Alphabet is entering Google I/O with Wall Street expecting a clearer AI product roadmap across Gemini, search, cloud, Android, chips and enterprise software. Google Cloud revenue rose 63% year over year in Q1, backlog reached $462 billion, and gen AI product revenue grew roughly 800%, while paid Gemini Enterprise MAUs rose 40% sequentially and the Gemini app’s U.S. MAUs increased 127% year over year. Investors are also watching monetization in AI Mode, external TPU sales starting in 2H26, and the strategic impact of Google’s large Anthropic relationship.

Analysis

Alphabet’s setup is less about a single I/O reveal and more about whether it can turn stack control into a durable monetization advantage before the market re-rates the entire AI ecosystem. The key second-order effect is that Google can subsidize model quality with infrastructure profits: if Gemini becomes “good enough” while TPUs and Cloud keep compounding, Alphabet can win share even without owning the absolute frontier model. That makes the risk/reward asymmetric versus peers that must either buy capacity or pay third-party inference rents. The most important near-term watch item is not the model version number; it is whether Google can reduce the monetization gap between AI-assisted queries and traditional search without killing distribution.

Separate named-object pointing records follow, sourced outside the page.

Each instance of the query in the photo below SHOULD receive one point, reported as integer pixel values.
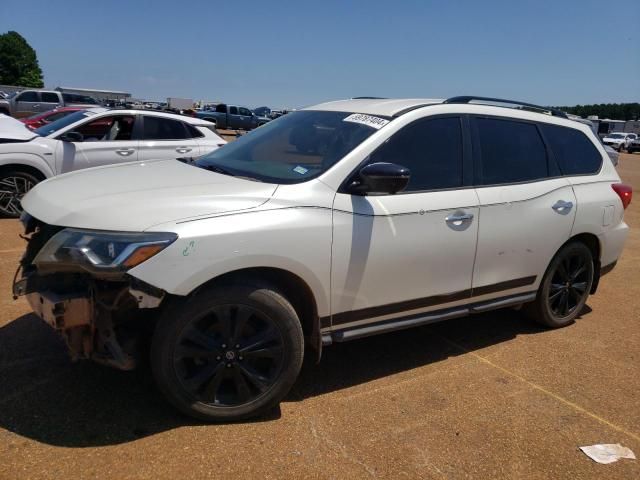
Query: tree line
(613, 111)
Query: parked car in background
(230, 116)
(40, 119)
(619, 140)
(30, 102)
(634, 145)
(340, 221)
(95, 137)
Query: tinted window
(28, 97)
(49, 97)
(431, 149)
(156, 128)
(573, 151)
(509, 152)
(117, 127)
(193, 131)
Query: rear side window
(510, 152)
(575, 154)
(49, 97)
(431, 149)
(156, 128)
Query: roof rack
(469, 99)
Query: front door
(106, 140)
(527, 208)
(398, 255)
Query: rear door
(527, 208)
(167, 138)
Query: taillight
(625, 192)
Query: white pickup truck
(29, 102)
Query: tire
(14, 184)
(565, 287)
(213, 371)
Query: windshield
(294, 148)
(53, 127)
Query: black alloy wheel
(569, 284)
(13, 186)
(230, 356)
(565, 286)
(227, 353)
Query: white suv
(619, 140)
(93, 137)
(339, 221)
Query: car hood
(14, 130)
(135, 196)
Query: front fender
(31, 160)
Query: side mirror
(72, 137)
(381, 177)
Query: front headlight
(100, 252)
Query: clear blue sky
(294, 53)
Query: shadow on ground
(45, 397)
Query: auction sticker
(368, 120)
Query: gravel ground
(491, 396)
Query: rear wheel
(14, 184)
(228, 354)
(565, 287)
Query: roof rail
(469, 99)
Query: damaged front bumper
(102, 319)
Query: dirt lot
(491, 396)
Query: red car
(40, 119)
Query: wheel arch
(292, 286)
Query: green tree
(18, 62)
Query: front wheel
(565, 286)
(14, 184)
(228, 353)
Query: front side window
(157, 128)
(509, 152)
(63, 122)
(28, 97)
(108, 129)
(294, 148)
(431, 149)
(49, 97)
(573, 151)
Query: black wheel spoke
(580, 286)
(259, 340)
(269, 352)
(259, 381)
(197, 381)
(242, 316)
(211, 390)
(242, 387)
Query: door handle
(125, 152)
(459, 217)
(562, 207)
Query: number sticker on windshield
(368, 120)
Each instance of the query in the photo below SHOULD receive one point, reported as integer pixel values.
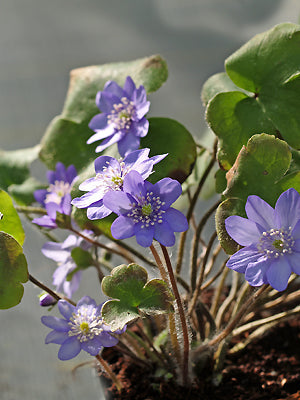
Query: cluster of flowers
(119, 186)
(271, 237)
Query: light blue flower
(122, 119)
(271, 238)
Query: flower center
(147, 210)
(276, 242)
(57, 191)
(122, 114)
(85, 323)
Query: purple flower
(61, 253)
(144, 210)
(122, 119)
(82, 328)
(57, 198)
(110, 174)
(271, 238)
(47, 300)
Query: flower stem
(237, 318)
(172, 324)
(110, 373)
(95, 242)
(186, 343)
(192, 206)
(48, 290)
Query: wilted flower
(82, 328)
(271, 238)
(61, 253)
(144, 210)
(57, 198)
(122, 119)
(110, 174)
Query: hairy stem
(48, 290)
(110, 373)
(172, 325)
(192, 206)
(186, 344)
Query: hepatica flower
(271, 238)
(61, 253)
(122, 119)
(82, 328)
(57, 197)
(110, 174)
(144, 210)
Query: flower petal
(105, 100)
(109, 141)
(92, 346)
(56, 337)
(128, 143)
(55, 252)
(69, 349)
(169, 191)
(176, 220)
(144, 236)
(256, 272)
(294, 261)
(287, 209)
(107, 340)
(129, 86)
(134, 184)
(101, 133)
(259, 211)
(164, 234)
(278, 274)
(122, 228)
(103, 162)
(118, 202)
(242, 258)
(55, 323)
(242, 230)
(97, 211)
(65, 308)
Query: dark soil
(268, 369)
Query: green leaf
(67, 134)
(268, 65)
(166, 135)
(10, 221)
(14, 166)
(82, 258)
(13, 271)
(134, 294)
(216, 84)
(266, 69)
(23, 193)
(232, 206)
(258, 168)
(235, 117)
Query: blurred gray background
(40, 42)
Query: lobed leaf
(67, 134)
(13, 271)
(10, 221)
(134, 294)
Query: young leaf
(67, 134)
(13, 271)
(166, 135)
(134, 294)
(266, 69)
(10, 221)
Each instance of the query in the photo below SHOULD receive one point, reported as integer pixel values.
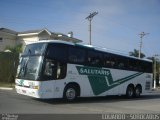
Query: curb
(5, 88)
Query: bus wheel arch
(130, 91)
(71, 91)
(138, 90)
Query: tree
(13, 56)
(16, 49)
(135, 53)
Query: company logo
(101, 80)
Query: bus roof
(91, 47)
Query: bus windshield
(29, 68)
(30, 61)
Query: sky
(116, 26)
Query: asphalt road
(11, 102)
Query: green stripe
(101, 79)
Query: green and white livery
(57, 69)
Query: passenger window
(54, 70)
(57, 52)
(95, 58)
(76, 55)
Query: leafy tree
(135, 53)
(13, 60)
(16, 49)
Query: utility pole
(89, 18)
(155, 70)
(142, 34)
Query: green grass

If AI Mode suppresses outbound clicks, Alphabet may initially lose some ad inventory quality, but it can offset this by shifting pricing toward outcome-based and agentic commerce formats. The market may be underestimating how fast that transition can happen because Google already controls payment, shopping and identity rails — a conversion stack competitors do not have. The biggest competitive pressure is on verticals that rely on transaction discovery, not just ad impressions. Booking, Expedia, DoorDash, Zillow and even parts of retail media should be treated as early warning indicators for how quickly Google can insert itself into high-intent workflow ownership. If agentic checkout becomes real over the next 6-12 months, the transfer of surplus away from marketplaces could be meaningful even before revenue attribution shows up inside Alphabet. Contrarianly, the street may be too comfortable with the Anthropic/TPU loop as a clean win. If external TPU revenue becomes a major growth driver, investors will eventually ask whether Google is effectively financing a customer that could commoditize model differentiation while still depending on Google for compute. That is not a thesis breaker, but it is a margin and concentration risk that could cap multiple expansion if cloud growth decelerates from current hyper-growth rates.